Lately, I’ve been in a bit of a Renaissance phase. Novels, documentaries, those soft-core pr0n soap operas posing as historical drama so smarty types don’t have to admit to watching soaps (or pr0n): I can’t get enough of them. It’s all in a very dilettantish way, you understand — I’m pretty sure it started when himself bought Assassin’s Creed II, so I make no claim to profound historical research here. I’m mostly in it for the pictures. Specifically, I’m fascinated by the textures: the fabrics, the wall hangings, the carved wooden everything, the metalwork. Okay, and the drama, too. But while watching the drama — and there’s plenty of drama in the documentaries — I find myself pausing the action so I can sketch a bit of wallpaper, or the pattern on a bedspread (for the five seconds it remains on the bed), or a particularly appealing door. I ended up with several pages of repeating patterns that would be perfect for colourwork. Maybe a long, luscious scarf in a simple tiled pattern worked in rich, deep colours. What I didn’t have was a border. A scarf like this would need a border, and it would need to be wide and lush and perhaps a little ornate.

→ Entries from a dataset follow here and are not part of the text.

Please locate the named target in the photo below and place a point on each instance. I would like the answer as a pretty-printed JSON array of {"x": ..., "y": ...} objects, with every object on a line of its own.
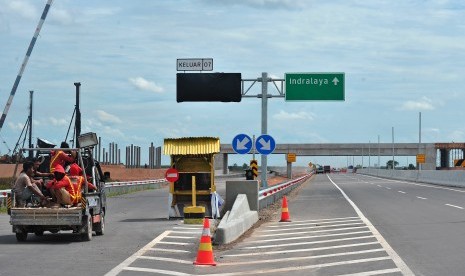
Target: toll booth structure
[{"x": 193, "y": 158}]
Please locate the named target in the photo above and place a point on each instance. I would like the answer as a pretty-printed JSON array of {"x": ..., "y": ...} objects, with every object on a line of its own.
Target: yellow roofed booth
[{"x": 193, "y": 195}]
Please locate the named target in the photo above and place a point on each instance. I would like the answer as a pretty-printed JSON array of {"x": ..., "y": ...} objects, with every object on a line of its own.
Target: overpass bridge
[{"x": 431, "y": 151}]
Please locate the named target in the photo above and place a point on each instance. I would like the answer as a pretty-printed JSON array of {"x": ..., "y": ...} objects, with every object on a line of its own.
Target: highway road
[{"x": 342, "y": 224}]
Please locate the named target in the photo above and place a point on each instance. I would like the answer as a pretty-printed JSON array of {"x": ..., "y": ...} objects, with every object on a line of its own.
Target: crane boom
[{"x": 23, "y": 65}]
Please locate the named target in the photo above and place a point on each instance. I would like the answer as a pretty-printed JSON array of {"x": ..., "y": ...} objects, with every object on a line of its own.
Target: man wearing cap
[
  {"x": 60, "y": 157},
  {"x": 75, "y": 174},
  {"x": 61, "y": 188}
]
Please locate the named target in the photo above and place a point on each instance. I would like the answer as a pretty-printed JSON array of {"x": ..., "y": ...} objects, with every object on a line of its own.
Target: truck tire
[
  {"x": 100, "y": 227},
  {"x": 87, "y": 235},
  {"x": 22, "y": 236}
]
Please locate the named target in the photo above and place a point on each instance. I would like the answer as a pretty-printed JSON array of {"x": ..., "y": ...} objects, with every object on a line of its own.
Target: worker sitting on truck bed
[
  {"x": 25, "y": 187},
  {"x": 61, "y": 188},
  {"x": 75, "y": 174},
  {"x": 60, "y": 157}
]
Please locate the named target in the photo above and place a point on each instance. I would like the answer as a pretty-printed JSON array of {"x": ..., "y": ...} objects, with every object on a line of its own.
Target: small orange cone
[
  {"x": 205, "y": 253},
  {"x": 285, "y": 211}
]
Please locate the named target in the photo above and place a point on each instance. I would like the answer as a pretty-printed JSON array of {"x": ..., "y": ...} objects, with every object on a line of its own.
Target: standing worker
[{"x": 25, "y": 188}]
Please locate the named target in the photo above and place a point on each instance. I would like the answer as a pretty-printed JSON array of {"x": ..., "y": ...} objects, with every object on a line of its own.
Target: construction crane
[{"x": 23, "y": 65}]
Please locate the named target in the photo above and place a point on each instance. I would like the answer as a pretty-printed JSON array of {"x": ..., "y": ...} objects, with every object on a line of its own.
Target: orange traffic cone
[
  {"x": 285, "y": 211},
  {"x": 205, "y": 253}
]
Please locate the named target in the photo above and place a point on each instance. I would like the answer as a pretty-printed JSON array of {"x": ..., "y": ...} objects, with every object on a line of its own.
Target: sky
[{"x": 399, "y": 58}]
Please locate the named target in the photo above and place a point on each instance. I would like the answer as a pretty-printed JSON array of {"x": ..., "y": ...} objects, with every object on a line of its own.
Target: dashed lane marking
[{"x": 393, "y": 254}]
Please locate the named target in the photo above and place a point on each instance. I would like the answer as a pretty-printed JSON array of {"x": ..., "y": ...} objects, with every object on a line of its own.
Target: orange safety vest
[{"x": 76, "y": 182}]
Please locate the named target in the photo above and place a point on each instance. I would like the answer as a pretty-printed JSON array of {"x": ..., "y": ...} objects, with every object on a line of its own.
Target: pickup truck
[{"x": 83, "y": 219}]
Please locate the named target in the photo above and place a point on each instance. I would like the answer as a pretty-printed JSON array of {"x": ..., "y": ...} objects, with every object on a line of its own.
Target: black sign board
[{"x": 208, "y": 87}]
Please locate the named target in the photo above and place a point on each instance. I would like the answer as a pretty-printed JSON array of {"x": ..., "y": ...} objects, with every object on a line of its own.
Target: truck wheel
[
  {"x": 87, "y": 235},
  {"x": 100, "y": 229},
  {"x": 22, "y": 236}
]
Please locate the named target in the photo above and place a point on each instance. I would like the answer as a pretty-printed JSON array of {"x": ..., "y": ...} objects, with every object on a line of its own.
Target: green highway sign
[{"x": 315, "y": 86}]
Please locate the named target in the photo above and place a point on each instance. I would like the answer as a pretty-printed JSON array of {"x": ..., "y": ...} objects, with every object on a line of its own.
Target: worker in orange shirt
[
  {"x": 78, "y": 180},
  {"x": 60, "y": 157},
  {"x": 61, "y": 188}
]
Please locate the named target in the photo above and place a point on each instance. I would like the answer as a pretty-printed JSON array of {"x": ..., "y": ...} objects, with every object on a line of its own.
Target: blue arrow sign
[
  {"x": 265, "y": 144},
  {"x": 242, "y": 144}
]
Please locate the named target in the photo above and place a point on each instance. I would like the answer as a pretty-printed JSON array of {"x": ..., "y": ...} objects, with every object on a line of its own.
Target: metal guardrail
[{"x": 270, "y": 195}]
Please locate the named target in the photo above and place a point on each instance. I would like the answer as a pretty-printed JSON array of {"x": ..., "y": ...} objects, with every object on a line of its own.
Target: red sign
[{"x": 172, "y": 175}]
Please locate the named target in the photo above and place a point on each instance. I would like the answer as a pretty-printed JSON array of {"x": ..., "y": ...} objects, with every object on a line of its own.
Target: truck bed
[{"x": 46, "y": 216}]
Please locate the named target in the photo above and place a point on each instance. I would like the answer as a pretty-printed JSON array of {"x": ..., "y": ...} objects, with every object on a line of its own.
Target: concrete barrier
[
  {"x": 236, "y": 222},
  {"x": 438, "y": 177}
]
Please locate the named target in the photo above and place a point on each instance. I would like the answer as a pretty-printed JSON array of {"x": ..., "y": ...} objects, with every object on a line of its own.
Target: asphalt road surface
[{"x": 342, "y": 224}]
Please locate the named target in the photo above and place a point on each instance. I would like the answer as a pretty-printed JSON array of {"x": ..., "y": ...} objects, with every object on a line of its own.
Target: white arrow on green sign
[{"x": 315, "y": 87}]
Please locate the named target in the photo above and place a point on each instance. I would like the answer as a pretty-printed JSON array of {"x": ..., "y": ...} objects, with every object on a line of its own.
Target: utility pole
[
  {"x": 29, "y": 119},
  {"x": 24, "y": 64},
  {"x": 264, "y": 95}
]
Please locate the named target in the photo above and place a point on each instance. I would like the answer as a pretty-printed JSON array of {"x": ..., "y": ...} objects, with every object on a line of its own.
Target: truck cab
[{"x": 83, "y": 219}]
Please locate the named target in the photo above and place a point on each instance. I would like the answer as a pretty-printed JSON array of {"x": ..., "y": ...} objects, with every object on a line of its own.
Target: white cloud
[
  {"x": 61, "y": 16},
  {"x": 422, "y": 104},
  {"x": 302, "y": 115},
  {"x": 457, "y": 136},
  {"x": 16, "y": 126},
  {"x": 23, "y": 8},
  {"x": 143, "y": 84},
  {"x": 107, "y": 117},
  {"x": 58, "y": 122}
]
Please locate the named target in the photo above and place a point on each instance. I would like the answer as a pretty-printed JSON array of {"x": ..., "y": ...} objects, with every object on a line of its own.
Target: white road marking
[
  {"x": 175, "y": 243},
  {"x": 116, "y": 270},
  {"x": 319, "y": 220},
  {"x": 292, "y": 225},
  {"x": 395, "y": 257},
  {"x": 180, "y": 237},
  {"x": 284, "y": 269},
  {"x": 416, "y": 184},
  {"x": 159, "y": 271},
  {"x": 373, "y": 272},
  {"x": 291, "y": 259},
  {"x": 169, "y": 250},
  {"x": 165, "y": 259},
  {"x": 307, "y": 237},
  {"x": 314, "y": 231},
  {"x": 300, "y": 250},
  {"x": 302, "y": 243},
  {"x": 313, "y": 227},
  {"x": 455, "y": 206}
]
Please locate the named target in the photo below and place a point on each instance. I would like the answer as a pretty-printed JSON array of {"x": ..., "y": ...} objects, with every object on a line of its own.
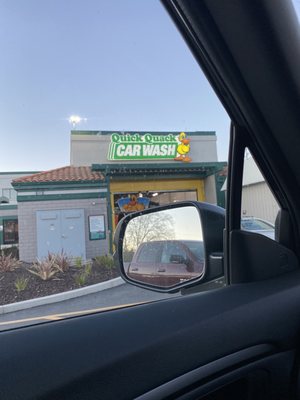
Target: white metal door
[{"x": 61, "y": 230}]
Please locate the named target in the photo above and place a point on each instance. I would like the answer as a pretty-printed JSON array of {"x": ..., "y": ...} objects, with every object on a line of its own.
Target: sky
[{"x": 120, "y": 64}]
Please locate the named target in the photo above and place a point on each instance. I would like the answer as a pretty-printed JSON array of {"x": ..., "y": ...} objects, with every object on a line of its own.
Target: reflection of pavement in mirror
[{"x": 124, "y": 294}]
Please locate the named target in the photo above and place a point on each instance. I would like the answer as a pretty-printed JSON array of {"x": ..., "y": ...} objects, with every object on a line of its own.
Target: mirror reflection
[{"x": 164, "y": 248}]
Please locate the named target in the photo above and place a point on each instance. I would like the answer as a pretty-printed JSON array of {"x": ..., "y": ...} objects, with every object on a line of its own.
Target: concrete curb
[{"x": 55, "y": 298}]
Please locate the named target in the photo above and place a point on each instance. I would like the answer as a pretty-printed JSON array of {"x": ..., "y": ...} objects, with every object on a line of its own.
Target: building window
[
  {"x": 97, "y": 227},
  {"x": 10, "y": 231}
]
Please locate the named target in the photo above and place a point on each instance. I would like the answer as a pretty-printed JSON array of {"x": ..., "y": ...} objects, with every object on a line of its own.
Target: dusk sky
[{"x": 121, "y": 64}]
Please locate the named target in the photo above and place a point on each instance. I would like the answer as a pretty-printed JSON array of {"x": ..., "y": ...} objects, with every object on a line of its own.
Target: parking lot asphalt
[{"x": 123, "y": 295}]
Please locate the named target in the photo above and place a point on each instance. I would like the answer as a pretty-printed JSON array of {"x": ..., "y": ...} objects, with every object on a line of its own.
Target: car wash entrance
[{"x": 136, "y": 195}]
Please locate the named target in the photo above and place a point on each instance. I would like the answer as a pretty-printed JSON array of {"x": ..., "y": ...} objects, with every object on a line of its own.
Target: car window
[
  {"x": 173, "y": 253},
  {"x": 149, "y": 253},
  {"x": 104, "y": 112},
  {"x": 259, "y": 205},
  {"x": 255, "y": 224}
]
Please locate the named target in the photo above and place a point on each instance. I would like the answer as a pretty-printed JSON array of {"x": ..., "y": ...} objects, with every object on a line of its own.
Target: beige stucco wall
[
  {"x": 28, "y": 229},
  {"x": 210, "y": 189},
  {"x": 258, "y": 201}
]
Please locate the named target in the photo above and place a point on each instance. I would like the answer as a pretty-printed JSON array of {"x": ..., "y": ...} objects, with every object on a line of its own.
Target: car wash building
[
  {"x": 62, "y": 210},
  {"x": 148, "y": 169},
  {"x": 9, "y": 209},
  {"x": 75, "y": 209}
]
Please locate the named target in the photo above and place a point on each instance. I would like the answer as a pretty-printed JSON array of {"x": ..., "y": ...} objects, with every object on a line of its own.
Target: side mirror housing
[{"x": 152, "y": 246}]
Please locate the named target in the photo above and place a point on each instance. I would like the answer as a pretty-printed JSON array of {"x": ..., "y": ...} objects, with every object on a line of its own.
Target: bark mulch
[{"x": 61, "y": 282}]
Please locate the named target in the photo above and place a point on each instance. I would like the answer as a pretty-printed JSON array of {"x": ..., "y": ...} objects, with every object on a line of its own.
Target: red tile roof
[{"x": 64, "y": 174}]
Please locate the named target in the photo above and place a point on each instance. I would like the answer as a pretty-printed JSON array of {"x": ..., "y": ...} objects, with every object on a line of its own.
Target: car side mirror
[{"x": 149, "y": 245}]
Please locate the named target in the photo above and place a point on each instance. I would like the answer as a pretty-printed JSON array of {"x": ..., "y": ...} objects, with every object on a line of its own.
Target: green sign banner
[{"x": 142, "y": 147}]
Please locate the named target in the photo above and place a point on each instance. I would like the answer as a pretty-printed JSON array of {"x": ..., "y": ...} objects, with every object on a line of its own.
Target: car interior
[{"x": 242, "y": 340}]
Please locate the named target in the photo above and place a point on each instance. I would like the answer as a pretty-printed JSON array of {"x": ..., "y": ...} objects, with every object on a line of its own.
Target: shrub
[
  {"x": 62, "y": 262},
  {"x": 78, "y": 262},
  {"x": 88, "y": 268},
  {"x": 8, "y": 262},
  {"x": 106, "y": 261},
  {"x": 81, "y": 279},
  {"x": 13, "y": 251},
  {"x": 45, "y": 269},
  {"x": 21, "y": 284}
]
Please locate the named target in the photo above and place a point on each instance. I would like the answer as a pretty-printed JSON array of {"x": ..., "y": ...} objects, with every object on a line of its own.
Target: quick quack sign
[{"x": 142, "y": 147}]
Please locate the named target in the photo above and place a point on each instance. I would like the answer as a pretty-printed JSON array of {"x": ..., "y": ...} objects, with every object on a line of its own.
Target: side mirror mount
[{"x": 151, "y": 243}]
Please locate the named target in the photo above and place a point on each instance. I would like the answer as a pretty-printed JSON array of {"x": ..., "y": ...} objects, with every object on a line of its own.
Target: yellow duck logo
[{"x": 183, "y": 148}]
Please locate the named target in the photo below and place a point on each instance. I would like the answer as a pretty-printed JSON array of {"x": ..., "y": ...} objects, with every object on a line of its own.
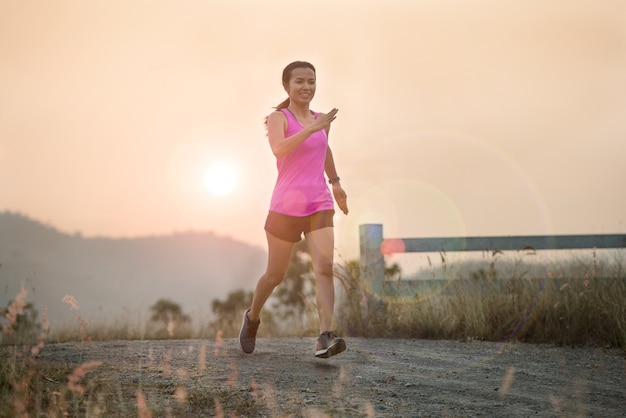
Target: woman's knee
[
  {"x": 272, "y": 279},
  {"x": 324, "y": 271}
]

I went to the library. I took out books on Italian Renaissance paintings, and I lugged them home, and I went through them all. And suddenly, there it was: the perfect border.
It’s no Renaissance painting by any stretch, but I’m rather pleased with it. Carol Sunday pointed out that the vines on the cuffs and the inside of the cowl also echo the pattern on the columns in the painting, which is very neat and which I wasn’t even conscious of doing. See?
Now to figure out a border for that scarf.